In [None]:

import numpy as np
import pandas as pd 
import plotly.express as px
import plotly.graph_objects as go
import plotly.figure_factory as ff
from sklearn.pipeline import Pipeline
from sklearn.model_selection import train_test_split
import matplotlib.pyplot as plt
import matplotlib.image as mpimg
from collections import Counter
import keras
from keras.preprocessing.image import ImageDataGenerator
from sklearn.compose import ColumnTransformer
from sklearn.pipeline import Pipeline
from sklearn.preprocessing import OneHotEncoder
from xgboost import XGBClassifier
from sklearn.metrics import accuracy_score

sample=pd.read_csv('/kaggle/input/siim-isic-melanoma-classification/sample_submission.csv')
train=pd.read_csv('/kaggle/input/siim-isic-melanoma-classification/train.csv')
test=pd.read_csv('/kaggle/input/siim-isic-melanoma-classification/test.csv')

# **1-DATA ANALYSIS.**
<div id="intAnalysis"></div>

# **A-Train dataset**

In [None]:
train.info()

There are NaN values in the columns 'sex', 'age_approx', 'anatom_site_general_challenge'. We dont' need to handle this NaN values because we are going to classify the images using a convolutional neural network(hence, the only parameters we are going to need are image_name and target). That doesn't mean that we can't extract useful information from the rest of parameters, and we are going to do that in the next analysis. 

If you wanted to do a classic machine learning model with sklearn you'll need to handle the NaN values. 

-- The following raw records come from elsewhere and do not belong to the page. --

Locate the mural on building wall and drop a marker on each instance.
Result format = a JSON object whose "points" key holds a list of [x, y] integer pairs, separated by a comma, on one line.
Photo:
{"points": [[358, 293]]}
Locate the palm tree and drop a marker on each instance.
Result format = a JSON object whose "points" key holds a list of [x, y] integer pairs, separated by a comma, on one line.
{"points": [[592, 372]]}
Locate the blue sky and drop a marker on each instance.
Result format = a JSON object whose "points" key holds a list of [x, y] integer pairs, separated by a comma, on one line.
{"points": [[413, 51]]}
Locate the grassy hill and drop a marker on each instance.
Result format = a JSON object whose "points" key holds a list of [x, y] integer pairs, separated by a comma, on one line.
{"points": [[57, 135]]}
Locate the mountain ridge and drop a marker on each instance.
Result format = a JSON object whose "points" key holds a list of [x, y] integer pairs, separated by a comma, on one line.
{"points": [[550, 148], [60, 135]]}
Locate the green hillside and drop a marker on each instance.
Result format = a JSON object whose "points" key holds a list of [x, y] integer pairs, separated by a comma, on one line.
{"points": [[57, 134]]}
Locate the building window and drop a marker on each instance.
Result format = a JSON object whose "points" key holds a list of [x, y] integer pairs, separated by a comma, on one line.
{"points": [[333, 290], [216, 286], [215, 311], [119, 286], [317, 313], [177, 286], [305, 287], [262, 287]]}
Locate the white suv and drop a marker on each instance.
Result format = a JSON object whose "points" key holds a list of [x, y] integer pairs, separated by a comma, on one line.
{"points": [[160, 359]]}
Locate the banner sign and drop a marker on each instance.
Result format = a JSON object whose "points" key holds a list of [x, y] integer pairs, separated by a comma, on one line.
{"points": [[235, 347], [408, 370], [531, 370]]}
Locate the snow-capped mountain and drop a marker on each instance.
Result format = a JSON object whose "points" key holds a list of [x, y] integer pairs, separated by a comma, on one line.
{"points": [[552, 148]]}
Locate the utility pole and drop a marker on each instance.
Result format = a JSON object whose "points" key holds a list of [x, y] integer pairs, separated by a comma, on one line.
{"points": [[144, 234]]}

**A.1. Distribution of the train dataset by sex.**

In [None]:
sexDataset=train.groupby('sex').size().reset_index(name='count')

fig = go.Figure()

fig= px.bar(sexDataset, x='sex', y='count',color='sex')

fig.update_layout(
   paper_bgcolor='rgb(0,0,0)',
   plot_bgcolor='rgb(0,0,0)',
    font_family="Helvetica",
    font_color="white",
    title_font_family="Helvetica",
    title_font_color="white",
    legend_title_font_color="white",
    title_text='Distribution of the train dataset by sex',
    xaxis = { 
    'showgrid': False, 
    'zeroline': True, 
    'visible': True,
    
    },
    yaxis = { 
    'showgrid': False, 
    'zeroline': True, 
    'visible': True,
    
    }
)
    

fig.show()

**A.2.Distribution of the train dataset by age.**

In [None]:
ageDataset=train.groupby('age_approx').size().reset_index(name='count')

fig = go.Figure()



fig= px.bar(ageDataset, x='age_approx', y='count',color='count')

fig.update_layout(
   paper_bgcolor='rgb(0,0,0)',
   plot_bgcolor='rgb(0,0,0)',
    font_family="Helvetica",
    font_color="white",
    title_font_family="Helvetica",
    title_font_color="white",
    legend_title_font_color="white",
    title_text='Distribution of the train dataset by age',
    xaxis = { 
    'showgrid': False, 
    'zeroline': True, 
    'visible': True,
    
    },
    yaxis = { 
    'showgrid': False, 
    'zeroline': True, 
    'visible': True,
    
    }
)
    

fig.show()

In [None]:
train['age_approx'].skew()#Skewness involves the symmetry of the distribution. 
#Skewness is 0 in a normal distribution, so the farther away from 0, the more non-normal the distribution

As you can see, the age is normally distributed. 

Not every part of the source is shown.